The Future of Development Is Temporary
The Buddha taught that everything is temporary and nothing in the universe is essential. Impermanence has always been a trend, but I think in the development world, we are seeing a greater move to serverless architectures and a desire for temporary, prod-like environment spin-ups. Developers no longer want to have to call up their infrastructure team to spin up a new production environment just to test an API or two. Being able to spin up temporary environments means your devs are happy and testing, and your infra team is unbothered. It also decreases the amount of tech debt that all companies, large and small, have to deal with.
Infuse Your Tool Stack With AI (Gently)
AI is the next gold rush, and everyone has been grabbing quickly for their piece of the pie. The market is flooded with “AI-this” and “LLM-that,” but many tools are just fancy ChatGPT wrappers. Many have worried that AI will come for development jobs, but the more important thing is to have balance — “a middle ground where AI can help assist developers improve their API design,” as apidays wrote in its report.

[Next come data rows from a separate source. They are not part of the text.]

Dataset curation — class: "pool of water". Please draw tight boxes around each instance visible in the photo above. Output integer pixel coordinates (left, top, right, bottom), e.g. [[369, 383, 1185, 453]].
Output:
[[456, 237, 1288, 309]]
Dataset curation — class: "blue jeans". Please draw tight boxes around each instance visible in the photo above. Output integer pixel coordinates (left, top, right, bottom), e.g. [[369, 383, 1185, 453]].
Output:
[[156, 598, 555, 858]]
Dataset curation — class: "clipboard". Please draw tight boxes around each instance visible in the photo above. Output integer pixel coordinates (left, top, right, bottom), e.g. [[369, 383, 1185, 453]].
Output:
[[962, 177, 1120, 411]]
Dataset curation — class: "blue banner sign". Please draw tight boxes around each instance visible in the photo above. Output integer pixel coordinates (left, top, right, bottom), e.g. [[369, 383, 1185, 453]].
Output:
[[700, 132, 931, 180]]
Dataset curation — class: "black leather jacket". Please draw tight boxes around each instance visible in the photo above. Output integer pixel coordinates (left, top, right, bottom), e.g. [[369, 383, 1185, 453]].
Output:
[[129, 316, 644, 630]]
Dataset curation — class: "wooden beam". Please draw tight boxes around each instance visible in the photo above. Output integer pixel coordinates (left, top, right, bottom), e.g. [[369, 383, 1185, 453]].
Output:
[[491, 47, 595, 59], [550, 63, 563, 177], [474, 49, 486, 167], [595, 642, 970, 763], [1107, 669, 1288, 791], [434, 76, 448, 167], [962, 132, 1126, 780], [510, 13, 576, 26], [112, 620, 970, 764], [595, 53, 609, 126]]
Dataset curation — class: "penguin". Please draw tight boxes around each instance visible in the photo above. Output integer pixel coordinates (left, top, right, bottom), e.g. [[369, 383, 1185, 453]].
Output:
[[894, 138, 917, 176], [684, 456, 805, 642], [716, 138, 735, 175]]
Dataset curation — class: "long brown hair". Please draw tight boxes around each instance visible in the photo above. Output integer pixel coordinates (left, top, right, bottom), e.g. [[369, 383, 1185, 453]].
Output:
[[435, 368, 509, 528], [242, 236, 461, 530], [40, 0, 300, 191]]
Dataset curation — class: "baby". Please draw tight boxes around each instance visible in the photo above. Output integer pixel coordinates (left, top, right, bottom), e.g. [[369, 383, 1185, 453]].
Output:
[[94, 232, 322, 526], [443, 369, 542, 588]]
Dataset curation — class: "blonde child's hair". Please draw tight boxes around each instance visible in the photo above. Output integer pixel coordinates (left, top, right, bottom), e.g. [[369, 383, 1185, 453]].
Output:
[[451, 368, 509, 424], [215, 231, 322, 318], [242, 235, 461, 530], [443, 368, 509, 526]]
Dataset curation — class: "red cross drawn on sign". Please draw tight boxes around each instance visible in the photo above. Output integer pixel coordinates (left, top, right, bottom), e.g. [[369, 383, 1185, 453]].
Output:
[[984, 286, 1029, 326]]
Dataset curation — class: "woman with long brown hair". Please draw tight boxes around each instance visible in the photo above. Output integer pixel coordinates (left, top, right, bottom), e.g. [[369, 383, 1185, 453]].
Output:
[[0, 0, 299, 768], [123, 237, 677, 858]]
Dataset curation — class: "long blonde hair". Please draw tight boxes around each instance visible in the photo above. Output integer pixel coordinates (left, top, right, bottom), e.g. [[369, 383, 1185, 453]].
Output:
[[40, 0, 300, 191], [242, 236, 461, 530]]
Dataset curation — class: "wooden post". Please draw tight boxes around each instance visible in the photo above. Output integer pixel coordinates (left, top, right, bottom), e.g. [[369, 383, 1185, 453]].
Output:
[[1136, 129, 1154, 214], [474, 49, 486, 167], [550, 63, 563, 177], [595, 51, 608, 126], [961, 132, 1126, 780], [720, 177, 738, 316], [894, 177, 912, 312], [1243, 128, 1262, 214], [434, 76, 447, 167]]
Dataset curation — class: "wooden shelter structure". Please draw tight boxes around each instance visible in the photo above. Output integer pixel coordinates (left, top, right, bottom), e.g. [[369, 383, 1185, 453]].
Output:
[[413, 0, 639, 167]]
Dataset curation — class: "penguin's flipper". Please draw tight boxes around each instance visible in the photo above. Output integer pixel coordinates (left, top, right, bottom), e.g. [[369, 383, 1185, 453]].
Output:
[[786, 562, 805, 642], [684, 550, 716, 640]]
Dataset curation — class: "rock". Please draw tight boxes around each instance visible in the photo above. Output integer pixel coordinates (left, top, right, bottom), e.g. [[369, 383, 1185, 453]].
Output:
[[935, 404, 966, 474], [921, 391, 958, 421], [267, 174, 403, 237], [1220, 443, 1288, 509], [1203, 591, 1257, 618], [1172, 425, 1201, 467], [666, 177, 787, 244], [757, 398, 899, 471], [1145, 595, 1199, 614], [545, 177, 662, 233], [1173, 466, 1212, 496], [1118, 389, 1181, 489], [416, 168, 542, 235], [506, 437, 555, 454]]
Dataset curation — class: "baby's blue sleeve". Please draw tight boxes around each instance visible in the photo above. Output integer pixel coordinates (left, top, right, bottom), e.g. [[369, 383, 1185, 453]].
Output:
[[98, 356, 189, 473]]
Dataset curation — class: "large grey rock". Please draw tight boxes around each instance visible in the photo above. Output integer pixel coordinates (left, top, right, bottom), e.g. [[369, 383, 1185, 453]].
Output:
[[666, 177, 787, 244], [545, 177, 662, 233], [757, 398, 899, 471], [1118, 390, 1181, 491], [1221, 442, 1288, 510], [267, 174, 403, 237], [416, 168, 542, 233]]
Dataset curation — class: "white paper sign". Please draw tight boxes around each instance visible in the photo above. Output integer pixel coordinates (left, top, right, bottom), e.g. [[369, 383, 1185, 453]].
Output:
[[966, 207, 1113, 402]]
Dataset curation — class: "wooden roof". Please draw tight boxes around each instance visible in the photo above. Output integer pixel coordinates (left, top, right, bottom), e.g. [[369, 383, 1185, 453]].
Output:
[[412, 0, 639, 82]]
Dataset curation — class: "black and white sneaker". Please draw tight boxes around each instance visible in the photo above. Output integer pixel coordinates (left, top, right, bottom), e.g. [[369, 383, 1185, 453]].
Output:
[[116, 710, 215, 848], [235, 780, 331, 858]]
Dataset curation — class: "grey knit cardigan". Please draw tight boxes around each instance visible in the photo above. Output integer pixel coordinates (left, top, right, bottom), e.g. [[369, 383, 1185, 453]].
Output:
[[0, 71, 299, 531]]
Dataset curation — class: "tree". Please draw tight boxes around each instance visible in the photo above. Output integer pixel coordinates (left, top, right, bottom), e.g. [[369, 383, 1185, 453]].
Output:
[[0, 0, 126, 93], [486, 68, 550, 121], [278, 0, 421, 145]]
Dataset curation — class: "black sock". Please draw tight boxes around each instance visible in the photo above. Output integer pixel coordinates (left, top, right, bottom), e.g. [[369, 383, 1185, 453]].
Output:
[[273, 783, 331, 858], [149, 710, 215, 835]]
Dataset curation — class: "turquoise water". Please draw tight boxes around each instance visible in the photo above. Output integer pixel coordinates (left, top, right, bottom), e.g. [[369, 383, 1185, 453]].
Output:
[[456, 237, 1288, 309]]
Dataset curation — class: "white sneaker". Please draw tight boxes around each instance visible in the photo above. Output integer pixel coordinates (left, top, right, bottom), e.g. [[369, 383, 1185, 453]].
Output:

For one example of how this “to AI or not AI” will play out, API spec generation can now be done almost completely using AI tools. You no longer have to write your specs because they’re already out there. Use the time you save on spec generation for the more exciting parts of your development day.
Achieving API Zen
As the new year rapidly approaches, tech leaders need to focus on spending less, producing more (an age-old dichotomy) and trying to make it fun along the way. When cloud spending goes down, and your developers feel empowered rather than exasperated, everyone’s happy. Infusing with the right technology, embracing the temporariness of it all and ensuring consistency in all that you do is the way to get there.